His approach does make us wonder. Horner knows his body quite well but at 42 years of age and with plans to defend his breakthrough Vuelta a Espana grand tour victory, hammering it at altitude in Utah while on yet another course of antibiotics seem questionable at best.
Horner should be home drinking hot tea, resting and doing recovery rides instead of trying to stay on Tom Danielson’s wheel on a 16% mountain climb grade. That seems crazy. The Vuelta starts in two weeks and with Chris Froome and Giro d’Italia winner Nairo Quintana riding to win, old man Horner needs his downtime.
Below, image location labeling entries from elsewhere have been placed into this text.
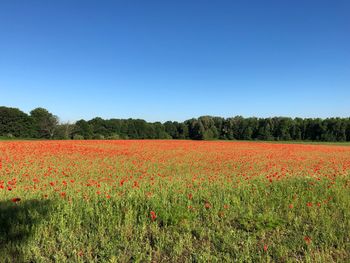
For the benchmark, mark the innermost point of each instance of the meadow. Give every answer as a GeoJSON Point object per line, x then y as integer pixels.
{"type": "Point", "coordinates": [173, 201]}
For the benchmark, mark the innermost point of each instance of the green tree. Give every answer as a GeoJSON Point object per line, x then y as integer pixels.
{"type": "Point", "coordinates": [45, 123]}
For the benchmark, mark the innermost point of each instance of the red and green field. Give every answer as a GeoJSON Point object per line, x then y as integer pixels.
{"type": "Point", "coordinates": [174, 201]}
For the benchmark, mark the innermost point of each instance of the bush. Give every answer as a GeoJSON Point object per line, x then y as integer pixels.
{"type": "Point", "coordinates": [78, 137]}
{"type": "Point", "coordinates": [98, 137]}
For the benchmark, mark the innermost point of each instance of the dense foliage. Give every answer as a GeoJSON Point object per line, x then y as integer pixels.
{"type": "Point", "coordinates": [42, 124]}
{"type": "Point", "coordinates": [173, 201]}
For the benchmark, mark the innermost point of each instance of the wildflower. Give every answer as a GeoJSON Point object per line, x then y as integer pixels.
{"type": "Point", "coordinates": [307, 240]}
{"type": "Point", "coordinates": [16, 199]}
{"type": "Point", "coordinates": [153, 215]}
{"type": "Point", "coordinates": [266, 247]}
{"type": "Point", "coordinates": [207, 205]}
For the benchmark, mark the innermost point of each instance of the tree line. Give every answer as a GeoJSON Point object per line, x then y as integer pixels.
{"type": "Point", "coordinates": [42, 124]}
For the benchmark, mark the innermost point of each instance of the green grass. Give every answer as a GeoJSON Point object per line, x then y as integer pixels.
{"type": "Point", "coordinates": [121, 229]}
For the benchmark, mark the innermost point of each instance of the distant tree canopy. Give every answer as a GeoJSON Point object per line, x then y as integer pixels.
{"type": "Point", "coordinates": [40, 123]}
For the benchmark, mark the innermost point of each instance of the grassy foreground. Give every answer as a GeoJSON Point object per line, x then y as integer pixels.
{"type": "Point", "coordinates": [173, 201]}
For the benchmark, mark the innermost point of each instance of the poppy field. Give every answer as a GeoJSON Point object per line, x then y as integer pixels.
{"type": "Point", "coordinates": [175, 201]}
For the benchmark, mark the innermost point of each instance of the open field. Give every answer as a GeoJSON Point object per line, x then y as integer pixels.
{"type": "Point", "coordinates": [175, 201]}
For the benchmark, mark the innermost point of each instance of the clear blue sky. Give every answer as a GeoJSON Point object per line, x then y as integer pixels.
{"type": "Point", "coordinates": [172, 60]}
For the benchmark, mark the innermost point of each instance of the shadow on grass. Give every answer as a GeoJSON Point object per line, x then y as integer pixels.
{"type": "Point", "coordinates": [17, 223]}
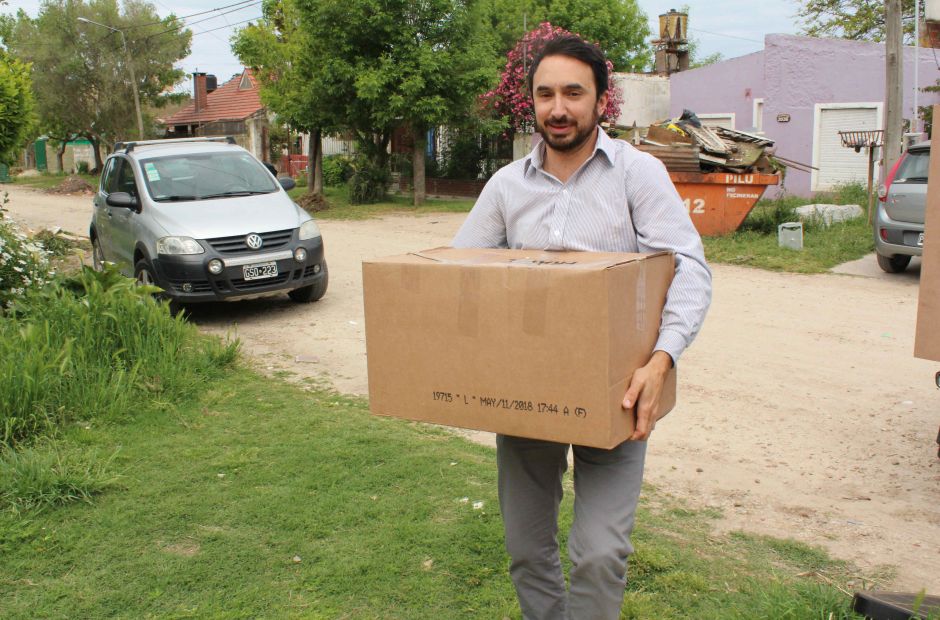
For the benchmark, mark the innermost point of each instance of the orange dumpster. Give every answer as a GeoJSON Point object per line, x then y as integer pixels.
{"type": "Point", "coordinates": [718, 202]}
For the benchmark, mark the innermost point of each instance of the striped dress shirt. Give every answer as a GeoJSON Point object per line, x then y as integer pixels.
{"type": "Point", "coordinates": [619, 200]}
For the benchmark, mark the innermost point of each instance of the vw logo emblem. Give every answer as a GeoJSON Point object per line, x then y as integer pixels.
{"type": "Point", "coordinates": [254, 241]}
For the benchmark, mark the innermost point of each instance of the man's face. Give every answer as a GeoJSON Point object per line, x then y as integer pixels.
{"type": "Point", "coordinates": [567, 107]}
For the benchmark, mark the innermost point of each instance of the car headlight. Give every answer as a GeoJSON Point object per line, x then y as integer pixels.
{"type": "Point", "coordinates": [178, 245]}
{"type": "Point", "coordinates": [309, 230]}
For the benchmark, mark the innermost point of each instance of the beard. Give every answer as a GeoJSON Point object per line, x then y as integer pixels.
{"type": "Point", "coordinates": [568, 143]}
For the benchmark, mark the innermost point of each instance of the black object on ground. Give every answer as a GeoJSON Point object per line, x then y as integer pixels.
{"type": "Point", "coordinates": [895, 605]}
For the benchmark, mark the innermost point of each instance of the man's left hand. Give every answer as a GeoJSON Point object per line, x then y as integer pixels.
{"type": "Point", "coordinates": [646, 388]}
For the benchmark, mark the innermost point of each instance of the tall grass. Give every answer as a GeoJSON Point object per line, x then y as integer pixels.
{"type": "Point", "coordinates": [755, 243]}
{"type": "Point", "coordinates": [92, 347]}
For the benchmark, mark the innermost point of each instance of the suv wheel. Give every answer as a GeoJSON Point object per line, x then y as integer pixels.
{"type": "Point", "coordinates": [893, 264]}
{"type": "Point", "coordinates": [311, 292]}
{"type": "Point", "coordinates": [97, 256]}
{"type": "Point", "coordinates": [143, 273]}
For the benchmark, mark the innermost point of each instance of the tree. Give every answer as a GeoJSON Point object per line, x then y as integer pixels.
{"type": "Point", "coordinates": [860, 20]}
{"type": "Point", "coordinates": [695, 59]}
{"type": "Point", "coordinates": [16, 107]}
{"type": "Point", "coordinates": [619, 27]}
{"type": "Point", "coordinates": [372, 66]}
{"type": "Point", "coordinates": [511, 99]}
{"type": "Point", "coordinates": [81, 79]}
{"type": "Point", "coordinates": [274, 49]}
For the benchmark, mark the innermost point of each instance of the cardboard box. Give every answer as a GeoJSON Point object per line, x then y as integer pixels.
{"type": "Point", "coordinates": [526, 343]}
{"type": "Point", "coordinates": [927, 339]}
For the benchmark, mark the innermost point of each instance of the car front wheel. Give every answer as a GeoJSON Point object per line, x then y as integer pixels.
{"type": "Point", "coordinates": [311, 292]}
{"type": "Point", "coordinates": [143, 273]}
{"type": "Point", "coordinates": [894, 264]}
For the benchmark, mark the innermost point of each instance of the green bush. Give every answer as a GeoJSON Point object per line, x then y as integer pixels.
{"type": "Point", "coordinates": [50, 475]}
{"type": "Point", "coordinates": [337, 169]}
{"type": "Point", "coordinates": [95, 346]}
{"type": "Point", "coordinates": [368, 183]}
{"type": "Point", "coordinates": [765, 218]}
{"type": "Point", "coordinates": [23, 263]}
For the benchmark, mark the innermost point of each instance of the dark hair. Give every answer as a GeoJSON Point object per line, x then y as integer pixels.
{"type": "Point", "coordinates": [575, 47]}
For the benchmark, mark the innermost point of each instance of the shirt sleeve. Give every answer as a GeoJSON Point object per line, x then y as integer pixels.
{"type": "Point", "coordinates": [485, 226]}
{"type": "Point", "coordinates": [662, 223]}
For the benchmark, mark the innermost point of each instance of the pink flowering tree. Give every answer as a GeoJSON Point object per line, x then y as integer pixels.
{"type": "Point", "coordinates": [511, 98]}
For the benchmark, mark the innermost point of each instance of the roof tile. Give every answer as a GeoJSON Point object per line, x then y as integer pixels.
{"type": "Point", "coordinates": [226, 103]}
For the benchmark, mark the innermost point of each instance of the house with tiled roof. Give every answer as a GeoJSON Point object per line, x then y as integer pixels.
{"type": "Point", "coordinates": [232, 109]}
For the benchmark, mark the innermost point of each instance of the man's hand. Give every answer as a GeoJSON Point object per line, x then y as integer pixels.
{"type": "Point", "coordinates": [645, 390]}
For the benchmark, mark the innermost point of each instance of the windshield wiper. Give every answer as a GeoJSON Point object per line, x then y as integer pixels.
{"type": "Point", "coordinates": [236, 193]}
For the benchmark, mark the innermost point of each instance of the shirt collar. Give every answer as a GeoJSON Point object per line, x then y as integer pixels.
{"type": "Point", "coordinates": [604, 144]}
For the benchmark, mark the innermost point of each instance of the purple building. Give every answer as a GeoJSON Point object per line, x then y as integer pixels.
{"type": "Point", "coordinates": [800, 92]}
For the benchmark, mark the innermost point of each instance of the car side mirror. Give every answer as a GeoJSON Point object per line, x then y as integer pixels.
{"type": "Point", "coordinates": [122, 200]}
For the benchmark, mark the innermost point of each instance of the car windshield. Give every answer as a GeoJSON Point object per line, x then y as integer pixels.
{"type": "Point", "coordinates": [204, 176]}
{"type": "Point", "coordinates": [914, 167]}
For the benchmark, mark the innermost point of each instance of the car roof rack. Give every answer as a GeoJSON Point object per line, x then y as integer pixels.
{"type": "Point", "coordinates": [127, 147]}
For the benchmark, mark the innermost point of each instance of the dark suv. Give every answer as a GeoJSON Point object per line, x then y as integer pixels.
{"type": "Point", "coordinates": [902, 200]}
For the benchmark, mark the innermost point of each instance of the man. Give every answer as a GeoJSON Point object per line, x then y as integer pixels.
{"type": "Point", "coordinates": [581, 190]}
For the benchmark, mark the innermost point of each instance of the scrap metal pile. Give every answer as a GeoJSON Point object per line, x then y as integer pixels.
{"type": "Point", "coordinates": [686, 145]}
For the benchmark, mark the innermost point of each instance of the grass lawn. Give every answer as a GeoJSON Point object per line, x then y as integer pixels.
{"type": "Point", "coordinates": [264, 499]}
{"type": "Point", "coordinates": [822, 250]}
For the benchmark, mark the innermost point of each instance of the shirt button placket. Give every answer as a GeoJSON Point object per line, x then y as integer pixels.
{"type": "Point", "coordinates": [560, 217]}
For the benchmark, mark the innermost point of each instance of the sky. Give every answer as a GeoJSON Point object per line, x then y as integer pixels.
{"type": "Point", "coordinates": [731, 27]}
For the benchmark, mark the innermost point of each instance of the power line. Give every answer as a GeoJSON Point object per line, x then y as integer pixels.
{"type": "Point", "coordinates": [229, 25]}
{"type": "Point", "coordinates": [199, 21]}
{"type": "Point", "coordinates": [721, 34]}
{"type": "Point", "coordinates": [228, 6]}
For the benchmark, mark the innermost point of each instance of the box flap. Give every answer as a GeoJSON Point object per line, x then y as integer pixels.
{"type": "Point", "coordinates": [518, 258]}
{"type": "Point", "coordinates": [927, 339]}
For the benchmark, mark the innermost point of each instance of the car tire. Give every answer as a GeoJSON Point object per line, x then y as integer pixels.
{"type": "Point", "coordinates": [893, 264]}
{"type": "Point", "coordinates": [143, 273]}
{"type": "Point", "coordinates": [311, 292]}
{"type": "Point", "coordinates": [97, 256]}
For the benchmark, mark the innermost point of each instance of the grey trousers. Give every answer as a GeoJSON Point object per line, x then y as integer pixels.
{"type": "Point", "coordinates": [606, 488]}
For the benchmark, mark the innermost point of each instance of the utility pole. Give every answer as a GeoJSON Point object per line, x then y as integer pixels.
{"type": "Point", "coordinates": [893, 81]}
{"type": "Point", "coordinates": [130, 68]}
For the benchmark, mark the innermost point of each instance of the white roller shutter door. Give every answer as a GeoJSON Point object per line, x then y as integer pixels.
{"type": "Point", "coordinates": [837, 164]}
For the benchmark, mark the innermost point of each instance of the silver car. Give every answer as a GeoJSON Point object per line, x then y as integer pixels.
{"type": "Point", "coordinates": [899, 224]}
{"type": "Point", "coordinates": [204, 220]}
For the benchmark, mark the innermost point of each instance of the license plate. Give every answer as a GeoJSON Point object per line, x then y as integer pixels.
{"type": "Point", "coordinates": [260, 271]}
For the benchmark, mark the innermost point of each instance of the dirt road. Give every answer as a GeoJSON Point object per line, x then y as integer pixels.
{"type": "Point", "coordinates": [802, 412]}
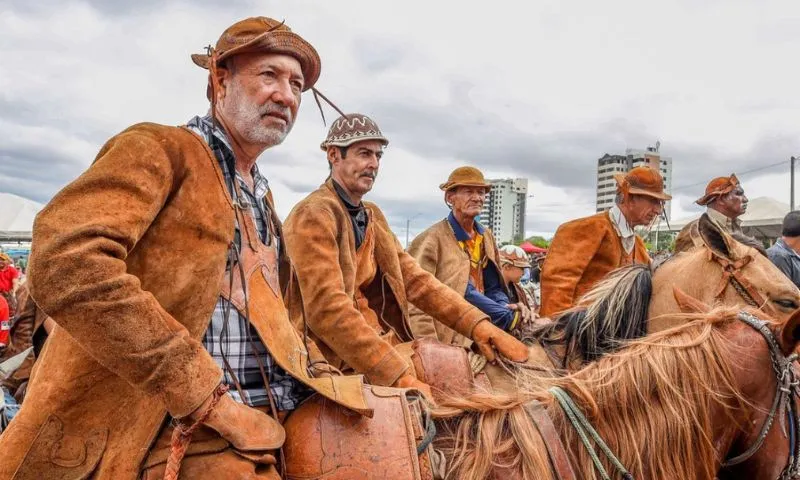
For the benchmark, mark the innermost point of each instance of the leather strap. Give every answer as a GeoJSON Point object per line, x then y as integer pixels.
{"type": "Point", "coordinates": [559, 461]}
{"type": "Point", "coordinates": [732, 274]}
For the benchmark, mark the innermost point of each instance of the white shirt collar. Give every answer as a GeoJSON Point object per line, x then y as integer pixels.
{"type": "Point", "coordinates": [623, 228]}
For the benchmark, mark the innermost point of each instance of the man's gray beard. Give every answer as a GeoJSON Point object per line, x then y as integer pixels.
{"type": "Point", "coordinates": [247, 116]}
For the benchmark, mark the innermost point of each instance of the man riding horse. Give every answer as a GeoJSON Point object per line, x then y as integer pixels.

As they wrote in Velonews, “Trying to recover from illness at the race that bills itself as America’s toughest – it features 17,637 meters of elevation gain over 1,207km – is a big ask, but Horner believes he’s headed in the right direction.”
Tough to argue with an experienced pro like Horner who knows exactly what he needs to prepare for a big race. Guys like Horner have genetic gifts and powers of recovery that are beyond our meager physiological resources. He said he’d dial it back in Utah if he felt like his body wasn’t coming around — save it for Spain.
We’re not seeing much dialing back however and the news that he’s on his third round of antibiotics sure raises some questions. The drugs aren’t helping him recover due to resistance and they do have their side effects. Chris Horner is too old for bug.